Seizing opportunities in foreign policy

A few days ago, the day after her swearing in as Minister of Foreign Affairs, Mélanie Joly said she wanted to draw inspiration from Lester B. Pearson in order to conduct Canadian diplomacy. “With its very strong power of influence, Canada is able to play, at the international level, in the big leagues,” she declared, citing the most illustrious of her predecessors.

Coincidence or calculated gesture, the declaration of Mélanie Joly was timely, because exactly 65 years ago, in November 1956, Pearson indeed played in the big leagues by proposing a diplomatic solution to the Suez crisis, while the great powers clashed around the famous canal. A year later, the Nobel Committee awarded him its Peace Prize in order to reward, he said, “the man who contributed more than anyone to save the world”.

Invoking Pearson’s name has been a ritual to which all foreign ministers have performed for decades, with the notable exception of Stephen Harper’s Conservative ministers who hated him. However, this sets the bar high for Canadian diplomacy, sometimes too high for some governments.

What makes Pearson an essential reference in Canadian foreign policy and the standard bearer of a certain conception of Canada in the world? His son, Geoffrey, himself a diplomat, revealed his father’s recipe for success and therefore that of Canadian diplomacy for a long time in a book whose title says it all: Seize the Day: Lester B. Pearson and Crisis Diplomacy, unfortunately never translated into French. Through a detailed analysis of the crises and initiatives in which Pearson participated between 1945 and 1956, he documents the incredible diplomatic activism of the former foreign minister.

Pearson’s strategy

Pearson has always been distressed by war. He had participated in the First World War and had witnessed, as a diplomat, the collapse of the security system born in the aftermath of this conflict. After the Second World War, well established in a position of power as ambassador and then as minister, he had one obsession: to avoid a third cataclysm. He was convinced that Canada had a say in rebuilding international institutions designed to create a more stable and secure world. Peace, for him, was too important to be left in the hands of the great powers. He therefore deployed a strategy allowing Canada to be a key player by committing intellectual, human and material resources to achieve this objective. From then on, Canada’s paw was found in the Charter of the United Nations, the Universal Declaration of Human Rights, the treaty creating NATO, the collective action of the United Nations during the Korean War and, of course, the outcome of the Suez crisis.

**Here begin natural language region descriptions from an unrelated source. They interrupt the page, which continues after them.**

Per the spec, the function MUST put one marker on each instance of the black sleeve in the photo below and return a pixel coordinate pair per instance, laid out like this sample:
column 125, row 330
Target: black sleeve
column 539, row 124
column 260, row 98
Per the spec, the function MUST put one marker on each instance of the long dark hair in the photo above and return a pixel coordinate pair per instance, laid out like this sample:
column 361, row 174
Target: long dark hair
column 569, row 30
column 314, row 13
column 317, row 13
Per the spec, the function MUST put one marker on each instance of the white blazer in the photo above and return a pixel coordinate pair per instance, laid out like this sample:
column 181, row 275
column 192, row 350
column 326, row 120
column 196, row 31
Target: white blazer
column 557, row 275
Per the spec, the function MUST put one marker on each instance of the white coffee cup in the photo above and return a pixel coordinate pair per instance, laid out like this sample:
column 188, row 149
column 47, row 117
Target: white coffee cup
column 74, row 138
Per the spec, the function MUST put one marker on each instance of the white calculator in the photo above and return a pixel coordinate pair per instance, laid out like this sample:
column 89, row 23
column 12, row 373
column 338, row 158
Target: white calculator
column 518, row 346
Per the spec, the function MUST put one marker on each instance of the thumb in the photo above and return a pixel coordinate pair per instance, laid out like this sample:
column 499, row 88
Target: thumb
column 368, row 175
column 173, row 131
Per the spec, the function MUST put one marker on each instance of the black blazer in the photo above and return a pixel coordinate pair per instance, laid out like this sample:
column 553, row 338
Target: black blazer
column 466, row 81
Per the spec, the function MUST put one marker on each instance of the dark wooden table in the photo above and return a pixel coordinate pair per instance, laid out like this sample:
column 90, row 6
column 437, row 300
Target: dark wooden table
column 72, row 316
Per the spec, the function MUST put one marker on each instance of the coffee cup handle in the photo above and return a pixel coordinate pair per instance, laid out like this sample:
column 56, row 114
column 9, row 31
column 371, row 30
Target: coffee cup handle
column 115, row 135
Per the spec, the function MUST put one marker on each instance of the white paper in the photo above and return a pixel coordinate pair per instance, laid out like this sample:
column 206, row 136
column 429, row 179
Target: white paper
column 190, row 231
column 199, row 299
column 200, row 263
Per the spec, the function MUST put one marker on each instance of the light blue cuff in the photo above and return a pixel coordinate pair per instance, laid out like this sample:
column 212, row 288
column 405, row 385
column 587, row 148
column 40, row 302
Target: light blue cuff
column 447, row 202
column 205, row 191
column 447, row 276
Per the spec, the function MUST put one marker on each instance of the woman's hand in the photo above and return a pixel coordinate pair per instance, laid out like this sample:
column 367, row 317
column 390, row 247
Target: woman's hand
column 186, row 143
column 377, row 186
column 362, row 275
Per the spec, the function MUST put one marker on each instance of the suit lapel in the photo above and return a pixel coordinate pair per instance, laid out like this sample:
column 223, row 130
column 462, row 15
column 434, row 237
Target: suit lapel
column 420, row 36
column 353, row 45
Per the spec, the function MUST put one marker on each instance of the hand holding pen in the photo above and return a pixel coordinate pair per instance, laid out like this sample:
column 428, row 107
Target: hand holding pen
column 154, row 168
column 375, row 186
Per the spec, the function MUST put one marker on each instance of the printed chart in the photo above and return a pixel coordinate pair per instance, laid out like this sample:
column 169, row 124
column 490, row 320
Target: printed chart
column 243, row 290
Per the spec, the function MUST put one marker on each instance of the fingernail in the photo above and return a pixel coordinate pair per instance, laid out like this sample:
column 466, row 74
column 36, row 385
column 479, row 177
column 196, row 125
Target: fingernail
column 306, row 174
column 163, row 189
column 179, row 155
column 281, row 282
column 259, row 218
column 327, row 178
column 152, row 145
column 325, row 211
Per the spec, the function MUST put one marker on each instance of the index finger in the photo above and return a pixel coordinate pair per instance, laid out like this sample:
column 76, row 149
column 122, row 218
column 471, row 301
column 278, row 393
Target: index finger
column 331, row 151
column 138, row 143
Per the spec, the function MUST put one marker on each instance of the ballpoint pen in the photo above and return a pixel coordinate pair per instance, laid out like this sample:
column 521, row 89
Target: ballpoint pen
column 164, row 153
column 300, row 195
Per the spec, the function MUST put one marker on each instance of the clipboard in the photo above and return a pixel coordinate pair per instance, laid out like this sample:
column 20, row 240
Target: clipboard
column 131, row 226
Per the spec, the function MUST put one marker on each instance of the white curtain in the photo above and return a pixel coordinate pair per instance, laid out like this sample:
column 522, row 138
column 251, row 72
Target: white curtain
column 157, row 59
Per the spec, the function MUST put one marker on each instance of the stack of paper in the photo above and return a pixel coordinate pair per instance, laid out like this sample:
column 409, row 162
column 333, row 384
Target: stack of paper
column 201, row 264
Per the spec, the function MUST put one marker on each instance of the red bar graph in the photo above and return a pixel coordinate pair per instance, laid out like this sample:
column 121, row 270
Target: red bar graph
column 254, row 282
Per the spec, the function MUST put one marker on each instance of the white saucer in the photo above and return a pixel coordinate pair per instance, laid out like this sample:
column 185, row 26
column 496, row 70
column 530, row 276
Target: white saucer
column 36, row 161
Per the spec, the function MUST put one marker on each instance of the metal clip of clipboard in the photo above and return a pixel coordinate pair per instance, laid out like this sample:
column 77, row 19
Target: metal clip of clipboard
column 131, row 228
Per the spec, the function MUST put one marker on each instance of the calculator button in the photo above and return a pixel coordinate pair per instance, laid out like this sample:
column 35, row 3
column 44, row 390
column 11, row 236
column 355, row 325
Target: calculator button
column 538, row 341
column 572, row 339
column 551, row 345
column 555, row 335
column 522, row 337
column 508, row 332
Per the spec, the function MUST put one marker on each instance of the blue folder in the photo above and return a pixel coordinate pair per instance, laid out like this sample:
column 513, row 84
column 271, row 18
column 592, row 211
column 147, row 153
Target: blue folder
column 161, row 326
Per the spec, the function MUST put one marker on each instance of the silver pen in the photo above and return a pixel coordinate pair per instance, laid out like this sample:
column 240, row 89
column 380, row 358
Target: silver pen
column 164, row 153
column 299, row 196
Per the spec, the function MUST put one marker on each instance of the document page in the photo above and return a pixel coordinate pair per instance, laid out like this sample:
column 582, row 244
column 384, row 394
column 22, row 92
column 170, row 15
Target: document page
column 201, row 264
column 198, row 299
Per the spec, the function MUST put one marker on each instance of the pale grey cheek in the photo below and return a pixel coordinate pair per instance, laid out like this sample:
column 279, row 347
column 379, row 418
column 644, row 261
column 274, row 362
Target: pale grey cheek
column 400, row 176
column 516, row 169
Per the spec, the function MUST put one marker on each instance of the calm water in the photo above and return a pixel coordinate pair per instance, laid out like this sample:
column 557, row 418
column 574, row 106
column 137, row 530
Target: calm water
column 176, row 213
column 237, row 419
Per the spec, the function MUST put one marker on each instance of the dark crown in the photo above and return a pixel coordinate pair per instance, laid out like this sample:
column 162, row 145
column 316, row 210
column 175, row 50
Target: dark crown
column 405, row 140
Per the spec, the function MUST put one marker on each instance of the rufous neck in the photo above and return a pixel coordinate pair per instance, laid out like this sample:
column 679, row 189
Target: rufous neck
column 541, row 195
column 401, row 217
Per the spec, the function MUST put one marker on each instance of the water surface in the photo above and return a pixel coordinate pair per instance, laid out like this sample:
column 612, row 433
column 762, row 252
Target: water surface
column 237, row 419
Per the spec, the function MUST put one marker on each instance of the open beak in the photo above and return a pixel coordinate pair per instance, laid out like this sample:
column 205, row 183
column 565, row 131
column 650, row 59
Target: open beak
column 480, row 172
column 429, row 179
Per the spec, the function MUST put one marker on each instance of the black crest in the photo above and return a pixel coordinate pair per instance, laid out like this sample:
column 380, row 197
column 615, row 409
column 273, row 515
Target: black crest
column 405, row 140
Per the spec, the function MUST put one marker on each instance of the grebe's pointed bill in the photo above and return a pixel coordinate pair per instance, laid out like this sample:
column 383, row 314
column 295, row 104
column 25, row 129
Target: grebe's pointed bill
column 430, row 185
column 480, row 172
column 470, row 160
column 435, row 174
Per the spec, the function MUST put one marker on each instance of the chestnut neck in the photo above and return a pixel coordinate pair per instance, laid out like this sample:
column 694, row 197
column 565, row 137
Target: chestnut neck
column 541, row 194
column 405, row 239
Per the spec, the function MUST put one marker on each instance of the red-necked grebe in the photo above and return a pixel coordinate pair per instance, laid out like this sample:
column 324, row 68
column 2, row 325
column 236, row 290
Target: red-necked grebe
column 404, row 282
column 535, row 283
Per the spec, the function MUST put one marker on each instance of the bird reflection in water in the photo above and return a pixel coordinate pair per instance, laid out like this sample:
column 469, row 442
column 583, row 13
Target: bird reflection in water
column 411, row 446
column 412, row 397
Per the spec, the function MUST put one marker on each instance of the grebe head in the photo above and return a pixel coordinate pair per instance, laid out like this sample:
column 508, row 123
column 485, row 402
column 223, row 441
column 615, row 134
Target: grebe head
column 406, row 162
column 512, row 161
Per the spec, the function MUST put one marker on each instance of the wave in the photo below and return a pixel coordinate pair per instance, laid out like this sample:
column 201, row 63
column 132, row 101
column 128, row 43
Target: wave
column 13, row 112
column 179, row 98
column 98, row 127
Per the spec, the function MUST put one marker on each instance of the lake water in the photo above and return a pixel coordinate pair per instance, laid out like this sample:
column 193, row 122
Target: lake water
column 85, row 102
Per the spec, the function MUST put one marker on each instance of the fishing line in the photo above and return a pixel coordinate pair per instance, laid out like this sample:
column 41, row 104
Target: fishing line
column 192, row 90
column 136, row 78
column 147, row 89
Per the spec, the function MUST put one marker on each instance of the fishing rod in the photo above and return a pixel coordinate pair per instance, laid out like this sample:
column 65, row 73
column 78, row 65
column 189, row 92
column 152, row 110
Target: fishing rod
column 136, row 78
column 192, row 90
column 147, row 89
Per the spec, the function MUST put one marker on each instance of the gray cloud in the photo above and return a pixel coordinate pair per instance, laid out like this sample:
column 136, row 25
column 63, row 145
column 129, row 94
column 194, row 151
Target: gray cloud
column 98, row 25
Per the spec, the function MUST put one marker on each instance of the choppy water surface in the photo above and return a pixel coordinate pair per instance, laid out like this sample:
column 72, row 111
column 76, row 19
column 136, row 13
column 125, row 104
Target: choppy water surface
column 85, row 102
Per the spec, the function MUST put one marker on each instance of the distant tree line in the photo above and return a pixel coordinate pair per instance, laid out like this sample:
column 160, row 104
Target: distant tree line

“Circumstances create opportunities,” his son wrote, and Pearson was able to use them “to take advantage of them for the good of Canada and the planet”. In a world where the Cold War forced each country to choose sides, he succeeded in retaining room for maneuver in Canada intended to influence world affairs. He calculated his blows well so as not to unnecessarily irritate his closest allies, but he still happened to collide with them, as during that famous Suez crisis where Canada broke away from the mother countries, the United Kingdom and France, which had attacked Egypt.

The Pearson method was born. It would mark the way in which Canadian diplomacy operated until the early 2000s. All the prime ministers, from John Diefenbaker to Jean Chrétien, including Pierre Elliott Trudeau and Brian Mulroney, were bold and took risks in order to polish Canada’s image and increase its influence in the world. This is how the country’s international identity was built. For the past fifteen years, neither Stephen Harper nor Justin Trudeau has succeeded in following this tradition.

Some analysts believe that the current situation is not conducive to a significant return of Canada to the international scene. The confrontation between the United States and China, the emergence of new powers, the loss of influence of the West, the rise of authoritarian regimes and the shaking of multilateralism would make it difficult to deploy an activist foreign policy. .

Is this picture so different from that of the Cold War? In certain respects, no doubt, but we forget a little too quickly in what environment of “cold” violence – the two crises in Berlin, the Cuban missile crisis and that of the Euromissiles – and of “hot” violence – East confrontation. West through the Vietnam War, coups in Congo and Chile, invasion of Afghanistan – we have lived. And it was during these troubled times that Canada demonstrated its creativity.

Pearson gave a method to Canadian foreign policy from which his successors drew inspiration. What opportunities will Mélanie Joly seize to restore luster and influence to Canadian diplomacy at a time when, according to her, “tectonic plates are moving in the world”?